Für ihre Unionskollegen haben sie nur Spott übrig. Die Ministerpräsidenten der SPD-Länder haben zur Pressekonferenz über das Atomgesetz der Bundesregierung geladen. "Sie hätten sehen sollen, wie bedröppelt die heute morgen auf ihre Schuhspitzen geschaut haben", sagt zum Beispiel Matthias Platzeck, Brandenburgs Ministerpräsident. Man habe deutlich sehen können, dass es "heute Nacht keinen zufriedenstellenden Kompromiss gab", sagt Platzeck. Ein Unions-Mann habe ihm gar zugeflüstert: "Ich balle in der Tasche die Faust."

Im Bundesrat hat die schwarz-gelbe Koalition am Morgen mit Ach und Krach ihr Gesicht gewahrt . Weil die unionsgeführten Länder nach nächtlichen Gesprächen darauf verzichteten, das Gesetz für die Brennelementesteuer an den Vermittlungsausschuss zu überweisen, kann das Gesamtpaket der Bundesregierung aus AKW-Laufzeitverlängerungen plus neuer Steuer zu Beginn des neuen Jahres in Kraft treten. Nur der Bundespräsident muss noch unterschreiben.

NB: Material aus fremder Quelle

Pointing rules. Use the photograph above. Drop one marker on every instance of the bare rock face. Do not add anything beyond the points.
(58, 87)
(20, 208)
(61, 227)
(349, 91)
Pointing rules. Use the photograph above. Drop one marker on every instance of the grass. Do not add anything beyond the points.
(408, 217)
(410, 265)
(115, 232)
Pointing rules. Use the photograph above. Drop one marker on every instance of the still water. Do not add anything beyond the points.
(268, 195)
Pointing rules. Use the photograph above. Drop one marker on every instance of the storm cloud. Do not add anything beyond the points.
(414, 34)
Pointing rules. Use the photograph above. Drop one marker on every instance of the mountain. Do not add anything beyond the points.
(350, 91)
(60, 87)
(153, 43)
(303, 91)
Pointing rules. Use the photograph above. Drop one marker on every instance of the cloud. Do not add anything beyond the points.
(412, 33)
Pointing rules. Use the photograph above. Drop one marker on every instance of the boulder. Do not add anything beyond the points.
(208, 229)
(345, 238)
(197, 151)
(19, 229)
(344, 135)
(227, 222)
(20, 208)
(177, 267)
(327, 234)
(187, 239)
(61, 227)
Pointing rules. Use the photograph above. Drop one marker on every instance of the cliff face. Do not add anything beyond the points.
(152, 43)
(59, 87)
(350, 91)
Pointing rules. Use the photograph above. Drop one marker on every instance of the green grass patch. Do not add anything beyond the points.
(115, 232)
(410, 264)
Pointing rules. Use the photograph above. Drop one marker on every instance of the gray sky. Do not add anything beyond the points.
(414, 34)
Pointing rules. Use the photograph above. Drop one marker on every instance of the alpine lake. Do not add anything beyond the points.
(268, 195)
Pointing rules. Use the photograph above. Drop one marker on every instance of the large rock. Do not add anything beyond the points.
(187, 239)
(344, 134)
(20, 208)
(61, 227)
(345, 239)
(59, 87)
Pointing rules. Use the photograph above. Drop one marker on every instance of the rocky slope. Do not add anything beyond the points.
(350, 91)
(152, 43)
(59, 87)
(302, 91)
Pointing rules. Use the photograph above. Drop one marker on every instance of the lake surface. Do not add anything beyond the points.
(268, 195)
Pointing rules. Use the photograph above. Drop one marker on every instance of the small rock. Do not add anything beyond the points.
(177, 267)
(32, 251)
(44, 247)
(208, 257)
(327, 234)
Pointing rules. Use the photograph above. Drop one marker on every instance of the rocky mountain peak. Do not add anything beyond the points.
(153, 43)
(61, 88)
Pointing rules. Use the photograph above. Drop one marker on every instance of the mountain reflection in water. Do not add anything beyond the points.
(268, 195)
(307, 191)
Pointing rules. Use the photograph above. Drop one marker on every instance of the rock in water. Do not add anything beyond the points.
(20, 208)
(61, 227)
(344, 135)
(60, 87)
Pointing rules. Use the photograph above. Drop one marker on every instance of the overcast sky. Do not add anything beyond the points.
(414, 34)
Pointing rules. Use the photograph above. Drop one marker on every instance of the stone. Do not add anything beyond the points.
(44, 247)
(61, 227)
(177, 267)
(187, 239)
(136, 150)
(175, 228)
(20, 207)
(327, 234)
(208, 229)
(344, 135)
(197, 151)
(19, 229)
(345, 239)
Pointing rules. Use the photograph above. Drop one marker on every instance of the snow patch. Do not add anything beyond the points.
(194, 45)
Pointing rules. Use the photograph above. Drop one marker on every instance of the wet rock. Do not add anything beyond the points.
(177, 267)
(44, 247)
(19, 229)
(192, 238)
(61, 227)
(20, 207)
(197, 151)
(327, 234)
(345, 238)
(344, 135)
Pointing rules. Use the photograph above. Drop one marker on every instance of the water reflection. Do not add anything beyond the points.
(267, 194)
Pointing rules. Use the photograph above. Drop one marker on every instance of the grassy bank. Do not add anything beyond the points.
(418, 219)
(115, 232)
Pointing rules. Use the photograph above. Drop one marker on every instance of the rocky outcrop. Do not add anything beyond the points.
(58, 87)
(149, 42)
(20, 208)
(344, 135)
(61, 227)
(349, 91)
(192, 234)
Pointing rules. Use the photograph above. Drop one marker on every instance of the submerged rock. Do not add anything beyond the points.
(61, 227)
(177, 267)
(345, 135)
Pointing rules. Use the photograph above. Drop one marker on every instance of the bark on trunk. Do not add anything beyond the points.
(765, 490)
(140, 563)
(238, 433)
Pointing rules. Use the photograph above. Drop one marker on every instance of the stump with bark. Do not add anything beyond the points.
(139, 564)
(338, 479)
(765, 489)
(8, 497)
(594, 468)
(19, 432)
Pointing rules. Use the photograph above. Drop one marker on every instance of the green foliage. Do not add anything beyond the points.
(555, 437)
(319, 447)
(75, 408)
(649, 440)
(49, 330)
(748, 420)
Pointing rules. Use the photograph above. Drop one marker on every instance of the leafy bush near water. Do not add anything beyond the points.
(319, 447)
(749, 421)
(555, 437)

Die Bundesregierung hat den Sinneswandel mit einem Formelkompromiss erkauft: Eineinhalb Jahre lang, bis zum 30. Juni 2012, soll eine Kommission evaluieren, ob den Ländern, in denen Kernkraftwerke betrieben werden, Einnahmeverluste entstehen. Länder wie beispielsweise Hessen befürchten Steuerausfälle in Millionenhöhe, weil die Energiekonzerne die neue Brennelementeabgabe als Betriebskosten geltend machen können.

Sollte die Kommission diese Einschätzung teilen, sollen die Verluste kompensiert werden. Nordrhein-Westfalens Ministerpräsidentin Hannelore Kraft: "Wer die politischen Formulierungen lesen kann, weiß, das ist eine Beerdigung erster Klasse." In anderen Worten: Hessen und Bayern haben sich aus Parteiräson der Bundesregierung gefügt.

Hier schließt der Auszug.